Jadi contoh misalnya nih, di suatu daerah kebutuhan peserta didiknya ini 1.000 yang mau masuk sekolah negeri. (Sekolah) negeri itu hanya mampu menampung 500, otomatis yang 500 ditampung di swasta kan. Lah, yang ngatur itu pemerintah, yang biaya itu pemerintah. Nah, kalau di sekolah situ ada sekolah swasta yang enggak mau, dia harus diberikan sanksi. Ini perintah negara, ini layanan pendidikan, gimana kok enggak mau gitu?
Kecuali ya, kalau misalnya di daerah situ, pemerintah daerah membutuhkan 500 kursi misalnya. Tapi sekolah swasta di situ, kursi yang tersedia di sekolah swasta ada 1.000. Ya berarti pemerintah cukup melibatkan sekolah swasta yang 500 saja. Yang 1.000 itu berarti, ya mungkin ada sekolah swasta yang aku enggak mau ikut skema pemerintah, ya monggo saja karena situasinya enggak darurat.
Tapi kalau situasinya darurat di suatu daerah, hanya ada dua sekolah misalnya. Kalau tidak melibatkan dua sekolah itu anak-anak bisa kececeran enggak sekolah, itu sekolah swasta yang enggak mau itu bisa disanksi.
Karena ini programnya wajib belajar ini. Wajib belajar itu diwajibkan gitu. Jadi kalau ada sekolah swasta yang nakal, nggak ikut skema wajib belajar, ya bisa dipermasalahkan, diberikan sanksi.
Dalam pelaksanaannya kembali melihat keadaan sekolah swasta dan negeri di tiap-tiap daerah, karena itulah butuh aturan turunan, wewenang pemerintah daerah, dan ini ya butuh pemahaman bersama gitu.
Berarti boleh ada sekolah swasta yang menarik bayaran, karena dikecualikan oleh MK? Seperti Apa Skemanya?
Jadi prinsipnya gini sebelum ke sekolah swasta ya.
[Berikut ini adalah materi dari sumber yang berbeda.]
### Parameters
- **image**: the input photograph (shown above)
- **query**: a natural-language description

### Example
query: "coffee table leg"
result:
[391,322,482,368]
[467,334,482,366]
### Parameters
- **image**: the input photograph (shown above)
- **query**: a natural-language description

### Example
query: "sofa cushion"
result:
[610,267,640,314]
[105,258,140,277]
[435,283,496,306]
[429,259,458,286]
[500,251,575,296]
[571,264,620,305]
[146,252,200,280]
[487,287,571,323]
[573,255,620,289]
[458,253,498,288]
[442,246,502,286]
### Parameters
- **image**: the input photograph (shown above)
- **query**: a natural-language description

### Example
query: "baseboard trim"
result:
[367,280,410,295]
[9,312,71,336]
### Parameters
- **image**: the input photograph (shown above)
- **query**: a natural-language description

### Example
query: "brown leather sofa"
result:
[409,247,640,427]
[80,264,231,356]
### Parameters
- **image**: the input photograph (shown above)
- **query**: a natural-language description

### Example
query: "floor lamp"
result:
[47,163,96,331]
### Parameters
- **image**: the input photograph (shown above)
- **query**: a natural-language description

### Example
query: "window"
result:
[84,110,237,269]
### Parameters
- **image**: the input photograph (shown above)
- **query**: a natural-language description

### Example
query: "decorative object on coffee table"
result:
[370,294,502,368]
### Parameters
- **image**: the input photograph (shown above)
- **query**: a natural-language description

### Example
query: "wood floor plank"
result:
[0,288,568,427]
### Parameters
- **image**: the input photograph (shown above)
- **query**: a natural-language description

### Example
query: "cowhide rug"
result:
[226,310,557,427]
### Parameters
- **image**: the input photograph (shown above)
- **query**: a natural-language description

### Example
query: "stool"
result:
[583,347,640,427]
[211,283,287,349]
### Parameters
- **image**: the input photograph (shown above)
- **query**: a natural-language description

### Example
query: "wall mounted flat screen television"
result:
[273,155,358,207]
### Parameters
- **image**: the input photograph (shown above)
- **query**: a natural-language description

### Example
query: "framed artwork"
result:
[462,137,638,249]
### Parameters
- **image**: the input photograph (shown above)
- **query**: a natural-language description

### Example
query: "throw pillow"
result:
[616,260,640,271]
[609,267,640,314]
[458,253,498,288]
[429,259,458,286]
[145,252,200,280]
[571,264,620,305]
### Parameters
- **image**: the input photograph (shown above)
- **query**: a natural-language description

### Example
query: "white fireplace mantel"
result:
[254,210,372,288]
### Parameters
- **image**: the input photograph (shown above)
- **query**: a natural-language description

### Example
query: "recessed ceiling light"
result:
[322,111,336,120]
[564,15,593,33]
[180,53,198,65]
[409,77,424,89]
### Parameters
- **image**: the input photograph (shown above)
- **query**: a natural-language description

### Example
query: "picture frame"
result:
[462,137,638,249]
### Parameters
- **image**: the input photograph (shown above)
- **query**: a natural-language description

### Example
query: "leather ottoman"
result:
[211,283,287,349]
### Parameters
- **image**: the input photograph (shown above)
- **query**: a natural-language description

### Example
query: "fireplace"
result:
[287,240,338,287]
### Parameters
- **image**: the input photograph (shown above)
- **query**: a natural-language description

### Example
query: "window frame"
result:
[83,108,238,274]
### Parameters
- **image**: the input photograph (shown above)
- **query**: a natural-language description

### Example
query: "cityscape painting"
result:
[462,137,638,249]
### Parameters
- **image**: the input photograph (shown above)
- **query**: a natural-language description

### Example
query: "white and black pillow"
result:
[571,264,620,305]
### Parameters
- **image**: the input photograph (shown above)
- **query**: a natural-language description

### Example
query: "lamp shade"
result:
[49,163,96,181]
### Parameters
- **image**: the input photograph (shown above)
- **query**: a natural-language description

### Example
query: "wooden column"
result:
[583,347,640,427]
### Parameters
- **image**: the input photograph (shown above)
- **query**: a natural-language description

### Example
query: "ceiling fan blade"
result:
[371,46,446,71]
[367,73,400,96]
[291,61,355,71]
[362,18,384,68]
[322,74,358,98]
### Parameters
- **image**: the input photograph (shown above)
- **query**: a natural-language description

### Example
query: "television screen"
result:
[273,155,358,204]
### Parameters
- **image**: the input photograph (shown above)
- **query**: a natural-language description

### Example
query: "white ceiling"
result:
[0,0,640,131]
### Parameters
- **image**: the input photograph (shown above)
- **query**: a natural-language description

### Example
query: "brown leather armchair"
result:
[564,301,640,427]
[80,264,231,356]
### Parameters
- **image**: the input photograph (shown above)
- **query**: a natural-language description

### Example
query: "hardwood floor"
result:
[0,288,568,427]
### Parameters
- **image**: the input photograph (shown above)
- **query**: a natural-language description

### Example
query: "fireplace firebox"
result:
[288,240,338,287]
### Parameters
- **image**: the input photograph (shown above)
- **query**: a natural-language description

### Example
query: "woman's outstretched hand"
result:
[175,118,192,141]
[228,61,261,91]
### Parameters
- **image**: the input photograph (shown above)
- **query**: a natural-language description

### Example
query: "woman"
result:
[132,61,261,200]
Jadi pemda (Pemerintah Daerah -red) itu wajib memastikan ketika penerimaan murid baru itu, berapa calon peserta didik yang mau mendaftar sekolah. Lalu pemda wajib menyiapkan bangku sekolah sejumlah peserta didik.
Katakanlah menurut data Pemerintah, yang mau masuk sekolah ada 1.000, maka tugas pemerintah adalah memastikan 1.000 anak ini masuk sekolah. Maka harus dihitung sekolah negeri bangkunya bisa menampung berapa? Oh, misal di daerah tadi sekolah negeri cuma bisa menampung 300, kan kurang 700 nih. Nah, itu harus disediakan oleh pemda bekerjasama dengan sekolah swasta.
Sekolah swasta yang seperti apa? Ya itu harus negosiasi bekerja sama dengan Pemda.
Bahwa ada sekolah swasta yang nggak mau nerima BOS, nggak mau nerima BOS Daerah, nggak mau kerja sama dengan Pemerintah, ya nggak apa-apa itu hak sekolah swasta. Artinya program sekolah tanpa pungutan biaya ini tidak dipraktikkan di sekolah swasta itu. Namun dipraktikan pada sekolah-sekolah swasta yang standarnya mengikuti Pemerintah, standar pembiayaannya mengikuti Pemerintah, kualitasnya mengikuti Pemerintah. Itu yang diajak kerja sama untuk menampung jumlah anak yang tidak tertampung di sekolah negeri.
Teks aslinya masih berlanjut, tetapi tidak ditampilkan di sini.